By the way in the specific case described here, whatever the rolling status of the LSTM, the memory consumption will grow due to the output you use:
net_out = nn.Linear(in_features=HIDDEN_SIZE, out_features=INPUT_SIZE)

Indeed :
print(net_out)
Gives :
Linear (512 -> INPUT_SIZE)

Shmuma · August 18, 2017, 3:00pm

As far as I understand whole machinery, Pytorch has dynamic graph, which allows you to decide how many steps to unroll your RNN. With simple architectures, it allows you to stop time batching at all (which you have to do in case of keras) and process whole batch of variable length sequences using one RNN call preceeded with pack_padded_sequence.

Unfortunately, it’s not working such smoothly in case of seq2seq architecture.

DiffEverything · August 18, 2017, 6:34pm

I had the same problem for an encoder-decoder model used for summarization. encoder sequences ~400 and decoder of ~120 max length for my 12G on TitanX. Aso this was on v0.2.

You could try using a different optimizer…one that doesnt track gradients…

Shmuma · August 18, 2017, 7:52pm

Hm, that’s an interesting suggestion. Could you give more information about optimizers? I thought all of them just use gradients gathered from computation graph built on Variable operations.

Today I had different idea to split both input and output sequences on chunks of fixed size and update gradients at the end of each chunk. It should be similar to “RNN unrolling” in keras or TF, and in theory, can have negative effect on convergence, but looks like a solution to memory limitation. But haven’t tried it yet.

Pierre-Bartet · August 19, 2017, 4:25pm

I tried your example without the enormous
net_out = nn.Linear(in_features=HIDDEN_SIZE, out_features=INPUT_SIZE)
layer, and it is not so terrible.

If you want to have a Linear layer after the LSTM, you have to repeat INPUT_SIZE times a single nn.Linear(in_features=HIDDEN_SIZE, out_features=1).

It doesn’t change our conceptual problem but you can build much more longer seq2seq architecture this way.

Shmuma · August 19, 2017, 7:09pm

That’s something I don’t understand. Could you please explain?

My understanding that net_out is not too large (51210) compared to LSTM unit itself which has 4(512*10 + 512^2) i.e. hos 200 times more parameters. Additionally, with trainer mode of seq2seq, on every step of decoder RNN I need to apply linear layer to calculate next token for this step to feed in as input on next step.

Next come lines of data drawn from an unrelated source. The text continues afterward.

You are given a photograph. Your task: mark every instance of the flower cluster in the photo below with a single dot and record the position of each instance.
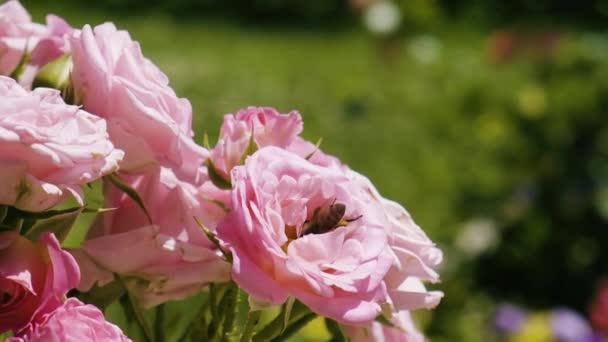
(263, 209)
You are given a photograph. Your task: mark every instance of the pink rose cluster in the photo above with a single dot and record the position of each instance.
(263, 208)
(35, 277)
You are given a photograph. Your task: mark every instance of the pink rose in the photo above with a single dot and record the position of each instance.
(403, 331)
(73, 321)
(47, 148)
(171, 252)
(18, 32)
(284, 241)
(34, 278)
(415, 256)
(269, 128)
(146, 119)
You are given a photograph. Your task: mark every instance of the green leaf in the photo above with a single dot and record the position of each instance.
(101, 297)
(249, 150)
(60, 224)
(253, 319)
(337, 335)
(159, 319)
(295, 326)
(228, 305)
(317, 145)
(291, 313)
(21, 66)
(133, 309)
(211, 236)
(278, 325)
(127, 189)
(216, 178)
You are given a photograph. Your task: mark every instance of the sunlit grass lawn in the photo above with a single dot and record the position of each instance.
(388, 111)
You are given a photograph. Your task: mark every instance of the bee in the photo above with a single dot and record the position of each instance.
(327, 218)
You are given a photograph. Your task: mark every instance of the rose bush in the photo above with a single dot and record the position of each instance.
(170, 251)
(112, 79)
(47, 148)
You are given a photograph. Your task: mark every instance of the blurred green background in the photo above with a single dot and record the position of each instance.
(485, 119)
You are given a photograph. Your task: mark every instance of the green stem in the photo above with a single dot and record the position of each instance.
(252, 321)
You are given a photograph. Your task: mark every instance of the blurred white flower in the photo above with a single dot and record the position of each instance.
(382, 17)
(477, 236)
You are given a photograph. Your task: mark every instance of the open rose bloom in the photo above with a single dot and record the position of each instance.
(47, 148)
(264, 214)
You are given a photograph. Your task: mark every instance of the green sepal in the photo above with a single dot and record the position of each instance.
(55, 74)
(211, 236)
(228, 310)
(253, 318)
(249, 150)
(133, 308)
(127, 189)
(18, 71)
(278, 325)
(60, 224)
(295, 326)
(337, 335)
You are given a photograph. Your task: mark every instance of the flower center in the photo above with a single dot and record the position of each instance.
(324, 219)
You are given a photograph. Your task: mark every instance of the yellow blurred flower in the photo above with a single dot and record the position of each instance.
(536, 329)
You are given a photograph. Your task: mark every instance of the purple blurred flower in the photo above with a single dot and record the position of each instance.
(509, 318)
(569, 326)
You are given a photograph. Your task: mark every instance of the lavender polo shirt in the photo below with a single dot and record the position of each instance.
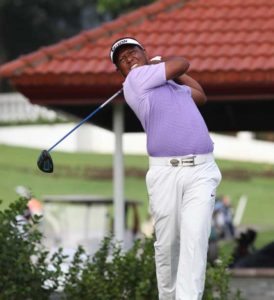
(169, 115)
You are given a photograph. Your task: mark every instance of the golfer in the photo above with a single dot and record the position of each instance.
(182, 176)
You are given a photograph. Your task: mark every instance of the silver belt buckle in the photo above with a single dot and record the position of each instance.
(189, 161)
(174, 162)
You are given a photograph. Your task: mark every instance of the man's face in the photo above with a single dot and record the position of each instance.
(129, 57)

Of course, in real-world applications, when count of output tokens will be full vocabulary (hundreeds of thousands or even millions of words), output layer will dominate. But this is completely different story which can be solved by hierarchical or sampled softmax.

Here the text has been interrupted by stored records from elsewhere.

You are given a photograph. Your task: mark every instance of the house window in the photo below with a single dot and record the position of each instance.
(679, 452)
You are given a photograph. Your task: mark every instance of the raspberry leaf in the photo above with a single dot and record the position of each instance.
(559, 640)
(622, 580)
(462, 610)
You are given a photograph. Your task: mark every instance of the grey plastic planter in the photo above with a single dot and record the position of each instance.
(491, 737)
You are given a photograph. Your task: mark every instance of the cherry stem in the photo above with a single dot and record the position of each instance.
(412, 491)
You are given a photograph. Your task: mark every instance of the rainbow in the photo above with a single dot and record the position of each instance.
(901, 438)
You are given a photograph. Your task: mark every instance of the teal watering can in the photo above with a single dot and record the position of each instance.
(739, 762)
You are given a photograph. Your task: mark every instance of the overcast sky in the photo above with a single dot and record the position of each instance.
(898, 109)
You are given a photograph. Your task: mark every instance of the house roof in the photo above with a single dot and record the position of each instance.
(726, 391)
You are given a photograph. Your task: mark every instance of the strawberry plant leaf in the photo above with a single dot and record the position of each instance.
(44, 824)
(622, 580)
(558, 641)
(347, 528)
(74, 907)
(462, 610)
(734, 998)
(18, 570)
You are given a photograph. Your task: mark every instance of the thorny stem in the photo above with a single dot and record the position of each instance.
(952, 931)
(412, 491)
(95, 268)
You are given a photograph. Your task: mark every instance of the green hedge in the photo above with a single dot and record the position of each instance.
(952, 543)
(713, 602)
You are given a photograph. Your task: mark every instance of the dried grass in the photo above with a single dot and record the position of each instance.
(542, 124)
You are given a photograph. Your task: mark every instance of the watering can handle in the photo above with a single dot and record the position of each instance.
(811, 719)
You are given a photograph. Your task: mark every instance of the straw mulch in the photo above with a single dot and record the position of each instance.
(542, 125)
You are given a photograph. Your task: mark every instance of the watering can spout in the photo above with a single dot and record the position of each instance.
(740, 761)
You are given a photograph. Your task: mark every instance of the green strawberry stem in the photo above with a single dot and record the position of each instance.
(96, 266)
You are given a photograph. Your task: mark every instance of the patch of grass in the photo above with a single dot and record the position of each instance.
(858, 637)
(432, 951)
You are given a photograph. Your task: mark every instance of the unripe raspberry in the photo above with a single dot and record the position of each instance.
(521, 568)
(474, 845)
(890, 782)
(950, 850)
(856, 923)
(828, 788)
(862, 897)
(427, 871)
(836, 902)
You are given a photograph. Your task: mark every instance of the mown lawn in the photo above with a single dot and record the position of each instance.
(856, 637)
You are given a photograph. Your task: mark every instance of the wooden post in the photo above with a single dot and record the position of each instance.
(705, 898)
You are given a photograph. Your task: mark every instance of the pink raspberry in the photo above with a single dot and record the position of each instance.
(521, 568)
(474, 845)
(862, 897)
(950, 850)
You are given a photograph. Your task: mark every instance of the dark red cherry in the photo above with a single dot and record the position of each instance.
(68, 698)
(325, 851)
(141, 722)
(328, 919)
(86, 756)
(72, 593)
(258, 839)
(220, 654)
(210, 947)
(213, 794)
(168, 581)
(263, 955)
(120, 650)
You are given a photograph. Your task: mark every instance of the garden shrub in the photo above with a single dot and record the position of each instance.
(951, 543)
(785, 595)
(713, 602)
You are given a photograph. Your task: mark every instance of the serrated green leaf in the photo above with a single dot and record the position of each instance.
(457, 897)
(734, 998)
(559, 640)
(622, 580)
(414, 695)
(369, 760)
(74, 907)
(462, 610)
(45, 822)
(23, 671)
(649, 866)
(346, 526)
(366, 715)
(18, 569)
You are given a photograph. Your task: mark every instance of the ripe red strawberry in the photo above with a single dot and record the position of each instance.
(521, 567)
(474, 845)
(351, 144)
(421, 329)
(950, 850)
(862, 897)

Pierre-Bartet · August 20, 2017, 8:05am

My bad I got confused between INPUT_SEQ_LEN and INPUT_SIZE
By the way with no GPU I got :
#input_seq_len = 500: // 2.8GB

Shmuma · August 20, 2017, 8:46am

Hm, that’s interesting. Maybe some cudnn issue/inefficiency.

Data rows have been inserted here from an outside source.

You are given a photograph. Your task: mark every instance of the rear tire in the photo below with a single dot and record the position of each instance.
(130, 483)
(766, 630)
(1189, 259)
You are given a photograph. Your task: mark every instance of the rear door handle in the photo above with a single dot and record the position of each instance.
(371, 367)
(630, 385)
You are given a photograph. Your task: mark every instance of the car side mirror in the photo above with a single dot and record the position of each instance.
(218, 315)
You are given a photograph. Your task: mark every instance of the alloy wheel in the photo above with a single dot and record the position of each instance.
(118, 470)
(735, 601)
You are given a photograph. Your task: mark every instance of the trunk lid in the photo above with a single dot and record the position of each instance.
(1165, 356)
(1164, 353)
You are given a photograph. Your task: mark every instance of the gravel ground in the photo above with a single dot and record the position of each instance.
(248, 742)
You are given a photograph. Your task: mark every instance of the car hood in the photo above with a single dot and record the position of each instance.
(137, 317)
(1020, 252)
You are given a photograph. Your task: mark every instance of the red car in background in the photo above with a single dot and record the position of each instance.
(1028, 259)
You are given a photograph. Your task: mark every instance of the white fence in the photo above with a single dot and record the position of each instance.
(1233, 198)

Pierre-Bartet · August 21, 2017, 6:48am

After some tests, I don’t think there is any solutions. I was afraid weights were duplicated along the sequence, leading to a 512^2 * INPUT_SEQ_LEN memory usage, but weight sharing seems to be correctly implemented and it is not the case.
Still when backpropagating, we have to store the forward pass first, So whatever we do we will have a 512 * INPUT_SEQ_LEN consumption. The only solution is indeed to limit back-propagation through time to a limited number of step.